Several parks were identified for renovation, with concepts including an all-inclusive playground, accessible restrooms, an adaptive baseball field, lighted trails, additional parking, an amphitheater, pavilions, new lighted basketball courts, a courtyard, and a children’s discovery center. Since the opening of the new playgrounds, each park location has seen an increase in visitors. The park designs continue to receive rave reviews from children with special needs and their parents, as well as the general community.
Healthy Eating and Exercising in Harlingen
Alarmed by evidence of poor community health outcomes, a group of community leaders established the Harlingen Mayor’s Wellness Council to promote a healthy lifestyle and address some of the biggest health disparities faced by residents.
The council includes representatives from Harlingen’s non-profit organizations, local health and fitness businesses, the school district, doctors, hospitals, health clinics, health insurance providers, local universities and colleges, for-profit corporations, as well as community members. Through extensive community input, the Council created seven collaborative workgroups to improve the health and wellness of Harlingen residents.
As part of its strategy, the council collaborated with local groups to establish Viva Streets, an ongoing community project that closes streets off to cars and transforms them into places where people of all ages and backgrounds can congregate to improve their health.
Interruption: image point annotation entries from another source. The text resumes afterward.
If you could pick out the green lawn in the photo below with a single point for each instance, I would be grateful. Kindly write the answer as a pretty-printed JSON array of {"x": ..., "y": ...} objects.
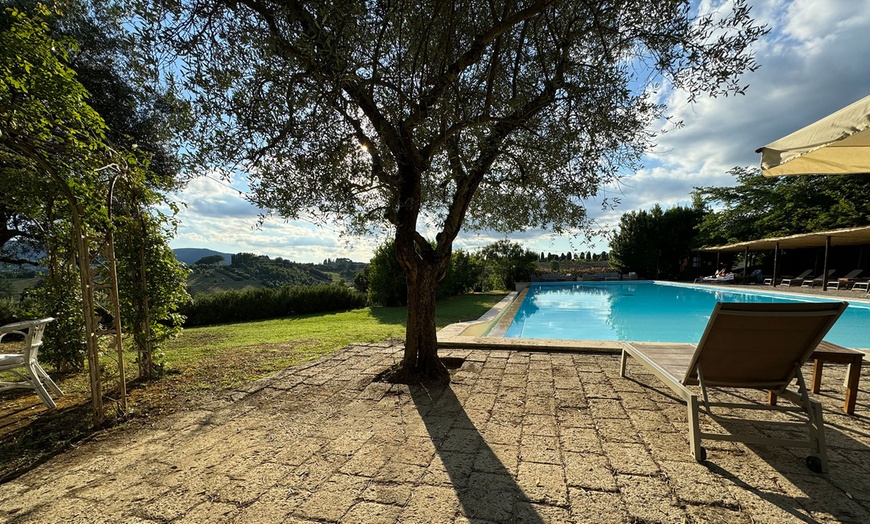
[
  {"x": 231, "y": 354},
  {"x": 203, "y": 359}
]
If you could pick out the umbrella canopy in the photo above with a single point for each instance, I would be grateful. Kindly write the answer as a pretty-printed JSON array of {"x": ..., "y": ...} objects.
[{"x": 838, "y": 144}]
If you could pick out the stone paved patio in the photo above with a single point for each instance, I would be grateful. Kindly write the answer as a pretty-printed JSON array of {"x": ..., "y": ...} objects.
[{"x": 529, "y": 437}]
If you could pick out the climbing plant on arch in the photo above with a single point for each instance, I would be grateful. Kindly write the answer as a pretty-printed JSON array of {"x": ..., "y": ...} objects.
[{"x": 61, "y": 174}]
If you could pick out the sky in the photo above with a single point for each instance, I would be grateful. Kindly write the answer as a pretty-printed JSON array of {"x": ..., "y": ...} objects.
[{"x": 815, "y": 60}]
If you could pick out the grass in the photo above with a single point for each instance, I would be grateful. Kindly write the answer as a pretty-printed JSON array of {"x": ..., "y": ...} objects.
[
  {"x": 228, "y": 355},
  {"x": 201, "y": 360}
]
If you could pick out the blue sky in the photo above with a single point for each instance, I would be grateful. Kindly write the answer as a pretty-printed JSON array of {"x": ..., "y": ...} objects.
[{"x": 815, "y": 60}]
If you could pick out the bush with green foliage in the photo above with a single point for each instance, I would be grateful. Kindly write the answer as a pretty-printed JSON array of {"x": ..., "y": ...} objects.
[
  {"x": 262, "y": 303},
  {"x": 387, "y": 286},
  {"x": 464, "y": 274},
  {"x": 387, "y": 283},
  {"x": 506, "y": 264}
]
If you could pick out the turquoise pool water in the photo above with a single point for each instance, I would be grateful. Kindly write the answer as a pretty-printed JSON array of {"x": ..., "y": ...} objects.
[{"x": 645, "y": 311}]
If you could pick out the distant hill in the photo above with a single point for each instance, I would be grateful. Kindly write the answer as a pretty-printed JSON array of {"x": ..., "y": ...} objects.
[{"x": 190, "y": 255}]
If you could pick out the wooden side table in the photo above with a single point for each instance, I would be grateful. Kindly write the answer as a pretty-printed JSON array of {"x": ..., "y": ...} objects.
[{"x": 828, "y": 352}]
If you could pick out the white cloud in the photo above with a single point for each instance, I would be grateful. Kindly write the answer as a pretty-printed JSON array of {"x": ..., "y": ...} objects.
[{"x": 813, "y": 62}]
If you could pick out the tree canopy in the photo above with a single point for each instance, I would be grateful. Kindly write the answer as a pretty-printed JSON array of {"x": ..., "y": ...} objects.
[{"x": 427, "y": 117}]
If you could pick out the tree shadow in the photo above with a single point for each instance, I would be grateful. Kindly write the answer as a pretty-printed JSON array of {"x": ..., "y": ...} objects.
[
  {"x": 485, "y": 486},
  {"x": 41, "y": 437},
  {"x": 848, "y": 446}
]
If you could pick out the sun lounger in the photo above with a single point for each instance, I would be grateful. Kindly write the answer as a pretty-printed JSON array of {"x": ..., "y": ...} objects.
[
  {"x": 24, "y": 364},
  {"x": 850, "y": 279},
  {"x": 747, "y": 345},
  {"x": 798, "y": 280},
  {"x": 819, "y": 279}
]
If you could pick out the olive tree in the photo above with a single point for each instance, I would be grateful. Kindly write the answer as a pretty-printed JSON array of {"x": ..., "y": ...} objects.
[{"x": 432, "y": 116}]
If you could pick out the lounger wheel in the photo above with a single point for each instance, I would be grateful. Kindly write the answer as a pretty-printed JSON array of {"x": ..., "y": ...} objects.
[{"x": 814, "y": 463}]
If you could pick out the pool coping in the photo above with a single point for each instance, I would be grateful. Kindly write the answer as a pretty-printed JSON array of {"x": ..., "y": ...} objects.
[{"x": 487, "y": 332}]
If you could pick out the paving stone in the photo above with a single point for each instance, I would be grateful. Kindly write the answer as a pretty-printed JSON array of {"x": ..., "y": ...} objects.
[
  {"x": 387, "y": 493},
  {"x": 497, "y": 458},
  {"x": 540, "y": 514},
  {"x": 583, "y": 440},
  {"x": 633, "y": 459},
  {"x": 507, "y": 442},
  {"x": 595, "y": 507},
  {"x": 489, "y": 496},
  {"x": 606, "y": 408},
  {"x": 371, "y": 513},
  {"x": 536, "y": 448},
  {"x": 616, "y": 430},
  {"x": 589, "y": 471},
  {"x": 450, "y": 468},
  {"x": 431, "y": 505},
  {"x": 333, "y": 499},
  {"x": 649, "y": 499},
  {"x": 544, "y": 425},
  {"x": 543, "y": 483}
]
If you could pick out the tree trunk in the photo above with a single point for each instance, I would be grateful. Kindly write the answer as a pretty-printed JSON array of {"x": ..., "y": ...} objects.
[
  {"x": 421, "y": 360},
  {"x": 424, "y": 268}
]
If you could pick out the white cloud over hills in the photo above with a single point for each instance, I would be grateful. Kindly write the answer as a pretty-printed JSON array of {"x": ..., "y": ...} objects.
[{"x": 814, "y": 61}]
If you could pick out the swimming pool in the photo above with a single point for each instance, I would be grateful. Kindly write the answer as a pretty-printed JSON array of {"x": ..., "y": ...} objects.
[{"x": 647, "y": 311}]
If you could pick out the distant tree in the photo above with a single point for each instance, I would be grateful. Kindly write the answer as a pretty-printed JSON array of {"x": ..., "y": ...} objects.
[
  {"x": 758, "y": 206},
  {"x": 210, "y": 260},
  {"x": 653, "y": 243},
  {"x": 395, "y": 114},
  {"x": 508, "y": 263},
  {"x": 361, "y": 280},
  {"x": 244, "y": 259}
]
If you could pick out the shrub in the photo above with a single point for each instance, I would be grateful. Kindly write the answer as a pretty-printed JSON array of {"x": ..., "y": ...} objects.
[
  {"x": 387, "y": 284},
  {"x": 262, "y": 303}
]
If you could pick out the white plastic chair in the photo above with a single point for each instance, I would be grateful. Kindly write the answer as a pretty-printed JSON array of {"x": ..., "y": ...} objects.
[{"x": 25, "y": 364}]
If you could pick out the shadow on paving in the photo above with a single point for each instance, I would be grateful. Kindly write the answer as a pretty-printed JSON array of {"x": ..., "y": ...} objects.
[
  {"x": 485, "y": 487},
  {"x": 833, "y": 492}
]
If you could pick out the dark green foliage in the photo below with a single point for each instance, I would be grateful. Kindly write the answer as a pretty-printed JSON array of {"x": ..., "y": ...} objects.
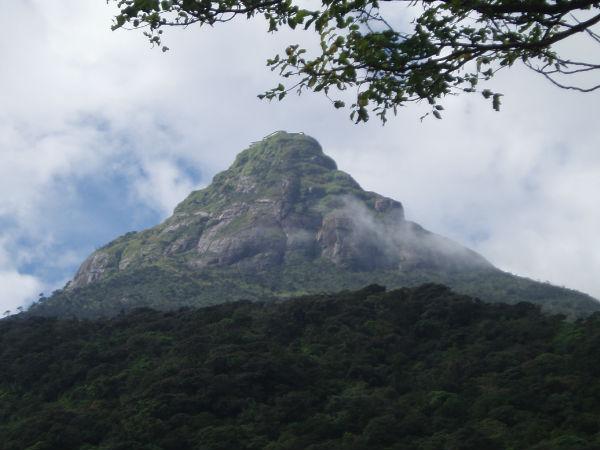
[
  {"x": 420, "y": 368},
  {"x": 386, "y": 60},
  {"x": 164, "y": 289},
  {"x": 266, "y": 228}
]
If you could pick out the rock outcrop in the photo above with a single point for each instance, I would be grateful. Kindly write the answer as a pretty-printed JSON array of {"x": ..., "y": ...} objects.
[
  {"x": 282, "y": 196},
  {"x": 284, "y": 221}
]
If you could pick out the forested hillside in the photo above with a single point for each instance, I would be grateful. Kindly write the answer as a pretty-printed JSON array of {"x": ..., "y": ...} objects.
[{"x": 419, "y": 368}]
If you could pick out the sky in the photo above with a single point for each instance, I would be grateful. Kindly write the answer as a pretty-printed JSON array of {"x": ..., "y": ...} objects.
[{"x": 101, "y": 134}]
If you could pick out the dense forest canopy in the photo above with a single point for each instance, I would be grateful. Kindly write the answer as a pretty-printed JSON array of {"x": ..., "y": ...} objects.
[
  {"x": 374, "y": 48},
  {"x": 417, "y": 369}
]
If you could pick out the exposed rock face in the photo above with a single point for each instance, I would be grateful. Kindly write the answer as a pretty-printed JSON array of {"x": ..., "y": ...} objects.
[
  {"x": 282, "y": 197},
  {"x": 283, "y": 221}
]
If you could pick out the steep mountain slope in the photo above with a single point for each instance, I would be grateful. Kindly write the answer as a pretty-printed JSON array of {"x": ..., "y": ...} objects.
[
  {"x": 282, "y": 221},
  {"x": 411, "y": 369}
]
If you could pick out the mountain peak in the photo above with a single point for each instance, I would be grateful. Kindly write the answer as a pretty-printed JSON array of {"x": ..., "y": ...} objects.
[{"x": 282, "y": 151}]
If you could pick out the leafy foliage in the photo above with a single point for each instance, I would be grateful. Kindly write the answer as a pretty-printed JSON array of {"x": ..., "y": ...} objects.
[
  {"x": 415, "y": 369},
  {"x": 168, "y": 289},
  {"x": 448, "y": 48}
]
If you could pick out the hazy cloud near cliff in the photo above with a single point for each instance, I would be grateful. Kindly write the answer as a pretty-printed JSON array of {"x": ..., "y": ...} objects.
[{"x": 100, "y": 134}]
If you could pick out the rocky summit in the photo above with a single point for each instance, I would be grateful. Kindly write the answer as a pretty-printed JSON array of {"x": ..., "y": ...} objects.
[{"x": 284, "y": 221}]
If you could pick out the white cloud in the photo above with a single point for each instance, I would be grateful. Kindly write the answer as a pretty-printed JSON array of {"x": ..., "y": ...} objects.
[{"x": 17, "y": 290}]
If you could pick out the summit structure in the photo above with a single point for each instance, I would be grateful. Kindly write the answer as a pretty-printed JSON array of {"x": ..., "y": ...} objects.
[{"x": 283, "y": 221}]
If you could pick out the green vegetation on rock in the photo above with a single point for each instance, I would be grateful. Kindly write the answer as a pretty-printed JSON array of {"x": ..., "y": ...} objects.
[
  {"x": 411, "y": 369},
  {"x": 284, "y": 221}
]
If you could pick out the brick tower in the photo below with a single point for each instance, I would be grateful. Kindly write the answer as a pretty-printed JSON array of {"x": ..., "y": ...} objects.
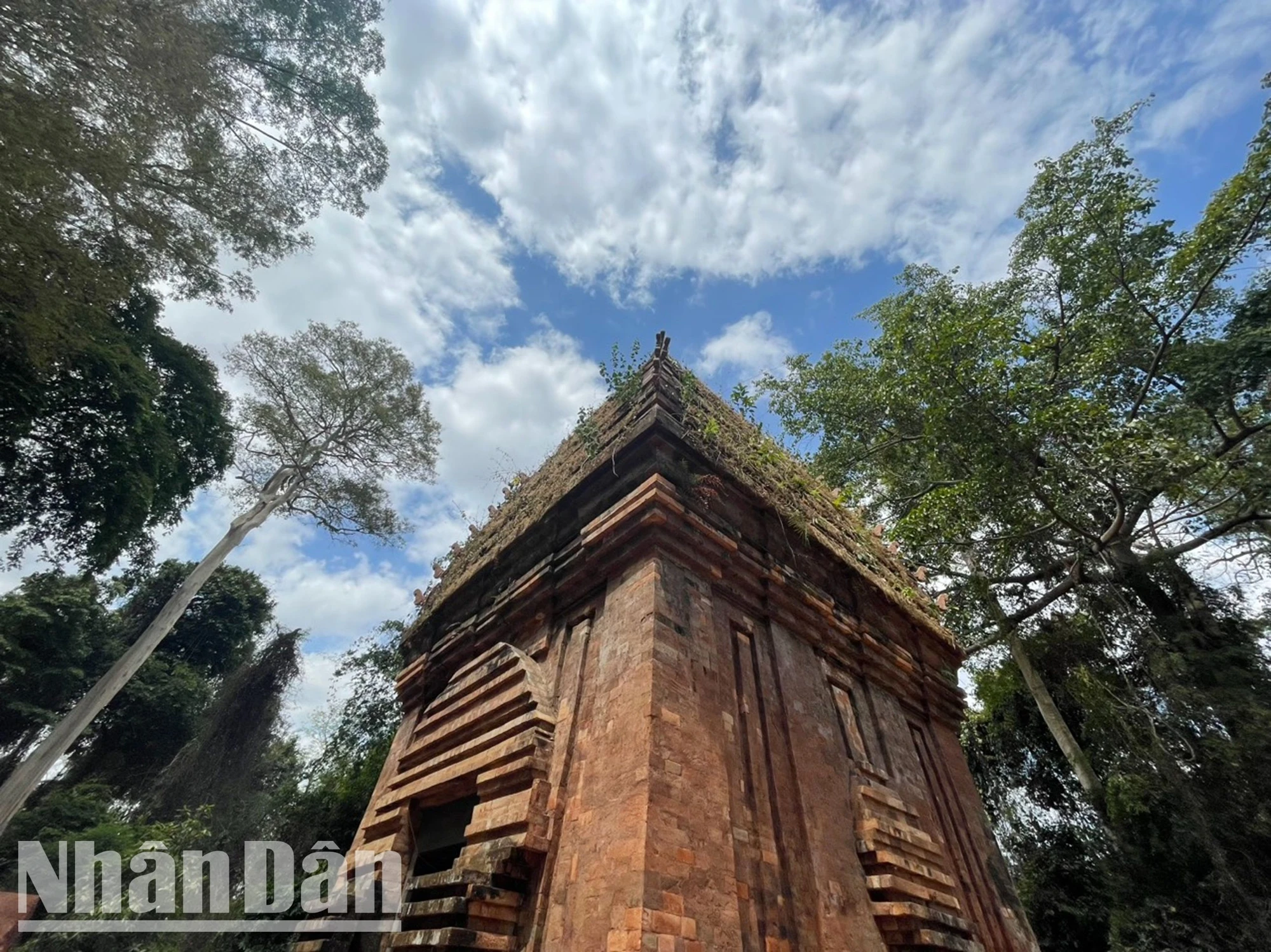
[{"x": 673, "y": 698}]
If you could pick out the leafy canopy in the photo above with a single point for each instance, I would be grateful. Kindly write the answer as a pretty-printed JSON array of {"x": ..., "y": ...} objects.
[
  {"x": 106, "y": 442},
  {"x": 144, "y": 139},
  {"x": 340, "y": 415},
  {"x": 1103, "y": 409}
]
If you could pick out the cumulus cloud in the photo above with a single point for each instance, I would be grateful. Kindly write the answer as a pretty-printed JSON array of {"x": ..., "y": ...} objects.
[
  {"x": 416, "y": 269},
  {"x": 630, "y": 142},
  {"x": 748, "y": 346},
  {"x": 505, "y": 411}
]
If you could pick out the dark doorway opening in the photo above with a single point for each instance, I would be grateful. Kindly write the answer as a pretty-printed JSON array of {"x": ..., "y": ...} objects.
[{"x": 439, "y": 837}]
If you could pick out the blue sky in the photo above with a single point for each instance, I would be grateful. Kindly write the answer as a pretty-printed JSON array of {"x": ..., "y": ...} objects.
[{"x": 747, "y": 176}]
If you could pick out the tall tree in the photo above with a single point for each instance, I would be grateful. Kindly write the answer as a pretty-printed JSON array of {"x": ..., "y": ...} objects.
[
  {"x": 1076, "y": 424},
  {"x": 330, "y": 795},
  {"x": 60, "y": 634},
  {"x": 146, "y": 138},
  {"x": 106, "y": 432},
  {"x": 332, "y": 418},
  {"x": 153, "y": 143},
  {"x": 1061, "y": 447}
]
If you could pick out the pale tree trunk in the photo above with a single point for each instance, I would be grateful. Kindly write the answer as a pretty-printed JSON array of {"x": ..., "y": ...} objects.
[
  {"x": 29, "y": 775},
  {"x": 1045, "y": 702},
  {"x": 1058, "y": 726}
]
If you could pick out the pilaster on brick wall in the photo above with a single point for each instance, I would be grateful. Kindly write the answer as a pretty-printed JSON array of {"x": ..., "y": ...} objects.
[{"x": 688, "y": 710}]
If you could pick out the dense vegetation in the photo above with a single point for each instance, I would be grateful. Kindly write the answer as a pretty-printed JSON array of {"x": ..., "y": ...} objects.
[
  {"x": 152, "y": 146},
  {"x": 1081, "y": 453}
]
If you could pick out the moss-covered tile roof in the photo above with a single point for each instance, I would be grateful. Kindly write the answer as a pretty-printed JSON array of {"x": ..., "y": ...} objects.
[{"x": 720, "y": 434}]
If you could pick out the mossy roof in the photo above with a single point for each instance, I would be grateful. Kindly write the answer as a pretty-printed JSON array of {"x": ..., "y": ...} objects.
[{"x": 720, "y": 434}]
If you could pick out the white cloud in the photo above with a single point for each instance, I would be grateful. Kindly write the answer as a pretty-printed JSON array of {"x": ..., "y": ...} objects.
[
  {"x": 748, "y": 346},
  {"x": 504, "y": 412},
  {"x": 416, "y": 269},
  {"x": 630, "y": 142}
]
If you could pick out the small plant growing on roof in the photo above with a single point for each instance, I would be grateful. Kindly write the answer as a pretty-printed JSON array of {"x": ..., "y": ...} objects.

Several blocks in downtown Harlingen close to traffic and the streets open for residents of all ages to enjoy the space for walking, running, cycling, and any other physical activity. The event includes a 5k walk/race, exercise demonstrations, a social bike ride, and informational booths where a variety of health and wellness organizations provide information and support efforts to improve health, fitness, and wellness.
A result of community input gathered during Viva Streets, the Harlingen Social Bike Ride group was established to encourage safe cycling as a way to stay physically active. The group hosts free monthly bike rides that use different community assets such as trails and parks, local businesses, and police department escorts.
Lifelong and Quality Education in Harlingen
Like many low-income border communities, Harlingen has historically faced the challenge of ensuring that its students obtain a high-quality education. The latest U.S. Census data reveals that only 18% of Harlingen adults have a college degree and only 75% have obtained a high school diploma or GED.
School leaders, along with members of the community, local colleges and universities, and city leaders decided that a plan of action was needed to enhance job training to provide opportunities for students in different trades, professions, jobs, and careers.
In 2018-2019, the Harlingen Consolidated Independent School District (HCISD) debuted its STEM2 Preparatory Academy, equipping middle school students with skills necessary to meet the demands of the STEM field. In addition, HCISD has partnered with the University of Texas Rio Grande Valley (UTRGV) to build a facility by 2021 that will be home to the new Early College High School. There, students will continue earning their high school diplomas while simultaneously earning university credit hours.
One school students can enroll in after graduation is Texas State Technical College (TSTC) in Harlingen. The Workforce Training and Continuing education program at TSTC has built collaborative partnerships with businesses, industries, service organizations and higher education agencies and works closely with them to help upgrade the skills of their current employees and improve competitiveness in the industry. This training meets the high-tech challenges of today’s global economy.
Harlingen is now equipped to ensure that students learn the proper tools for the workforce, regardless of the field they decide to pursue.